CPU_output = ccl_and_source_measurements_on_CPU(data, \
                 first_two_steps_for_both_CPU_and_GPU(data))

timing_complete_processing_CPU =  \
    benchmark(ccl_and_source_measurements_on_CPU, (data, \
       first_two_steps_for_both_CPU_and_GPU(data)), \
       n_repeat=10)

fastest_complete_processing_CPU = \
    np.amin(timing_complete_processing_CPU.cpu_times)

print(f"The four steps of image processing for astronomy take \
{1000 * fastest_complete_processing_CPU:.3e} ms\n on our CPU.")

from cupyx.scipy.ndimage import label as label_gpu
from cupyx.scipy.ndimage import center_of_mass as com_gpu
from cupyx.scipy.ndimage import sum_labels as sl_gpu

def ccl_and_source_measurements_on_GPU(data_GPU, segmented_image_GPU):
    labelled_image_GPU = cp.empty(data_GPU.shape)
    number_of_sources_in_image = label_gpu(segmented_image_GPU, 
                                           output= labelled_image_GPU)
    all_positions = com_gpu(data_GPU, labelled_image_GPU, 
                            cp.arange(1, number_of_sources_in_image+1))
    all_fluxes = sl_gpu(data_GPU, labelled_image_GPU, 
                            cp.arange(1, number_of_sources_in_image+1))
    # This seems redundant, but we want to return ndarrays (Numpy)
    # and what we have are lists. These first have to be converted to
    # Cupy arrays before they can be converted to Numpy arrays.
    return cp.asnumpy(cp.asarray(all_positions)), \
           cp.asnumpy(cp.asarray(all_fluxes))

GPU_output = ccl_and_source_measurements_on_GPU(cp.asarray(data), \
                 first_two_steps_for_both_CPU_and_GPU(cp.asarray(data)))

timing_complete_processing_GPU =  \
    benchmark(ccl_and_source_measurements_on_GPU, (cp.asarray(data), \
       first_two_steps_for_both_CPU_and_GPU(cp.asarray(data))), \
       n_repeat=10)

fastest_complete_processing_GPU = \
    np.amin(timing_complete_processing_GPU.gpu_times)

print(f"The four steps of image processing for astronomy take \
{1000 * fastest_complete_processing_GPU:.3e} ms\n on our GPU.")

overall_speedup_factor = fastest_complete_processing_CPU/ \
                         fastest_complete_processing_GPU
print(f"This means that the overall speedup factor GPU vs CPU equals: \
{overall_speedup_factor:.3e}\n")

all_positions_agree = np.allclose(CPU_output[0], GPU_output[0])
print(f"The CPU and GPU positions agree: {all_positions_agree}\n")

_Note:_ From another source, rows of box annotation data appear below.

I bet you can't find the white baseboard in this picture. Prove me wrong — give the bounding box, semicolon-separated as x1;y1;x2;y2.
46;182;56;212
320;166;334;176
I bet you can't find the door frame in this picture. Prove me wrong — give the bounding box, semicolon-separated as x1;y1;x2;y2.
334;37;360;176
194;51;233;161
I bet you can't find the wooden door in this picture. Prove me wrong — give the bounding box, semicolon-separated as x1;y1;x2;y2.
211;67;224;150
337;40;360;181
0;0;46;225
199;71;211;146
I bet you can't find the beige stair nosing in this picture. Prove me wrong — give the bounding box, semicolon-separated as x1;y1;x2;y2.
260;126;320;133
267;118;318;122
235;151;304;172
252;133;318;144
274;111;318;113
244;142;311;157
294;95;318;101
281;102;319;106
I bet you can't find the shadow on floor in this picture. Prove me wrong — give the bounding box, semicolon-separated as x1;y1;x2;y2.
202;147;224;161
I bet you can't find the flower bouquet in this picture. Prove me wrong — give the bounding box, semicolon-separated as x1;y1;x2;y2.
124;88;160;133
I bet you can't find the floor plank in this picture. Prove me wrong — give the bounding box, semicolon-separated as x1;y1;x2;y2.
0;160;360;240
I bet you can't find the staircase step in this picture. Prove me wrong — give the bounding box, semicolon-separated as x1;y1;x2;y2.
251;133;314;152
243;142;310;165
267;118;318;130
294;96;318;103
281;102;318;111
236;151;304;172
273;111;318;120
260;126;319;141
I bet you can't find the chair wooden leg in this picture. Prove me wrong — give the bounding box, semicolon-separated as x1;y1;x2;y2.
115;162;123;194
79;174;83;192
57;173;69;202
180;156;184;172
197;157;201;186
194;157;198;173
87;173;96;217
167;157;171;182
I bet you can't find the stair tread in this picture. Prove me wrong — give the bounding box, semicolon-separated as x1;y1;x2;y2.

all_fluxes_agree = np.allclose(CPU_output[1], GPU_output[1])
print(f"The CPU and GPU fluxes agree: {all_positions_agree}\n")

OUTPUT

The four steps of image processing for astronomy take 1.060e+03 ms 
 on our CPU.
The four steps of image processing for astronomy take 5.770e+01 ms 
 on our GPU.
This means that the overall speedup factor GPU vs CPU equals: 1.838e+01

The CPU and GPU positions agree: True

The CPU and GPU fluxes agree: True

Key Points

  • “CuPy provides GPU accelerated version of many NumPy and Scipy functions.”
  • “Always have CPU and GPU versions of your code so that you can compare performance, as well as validate your code.”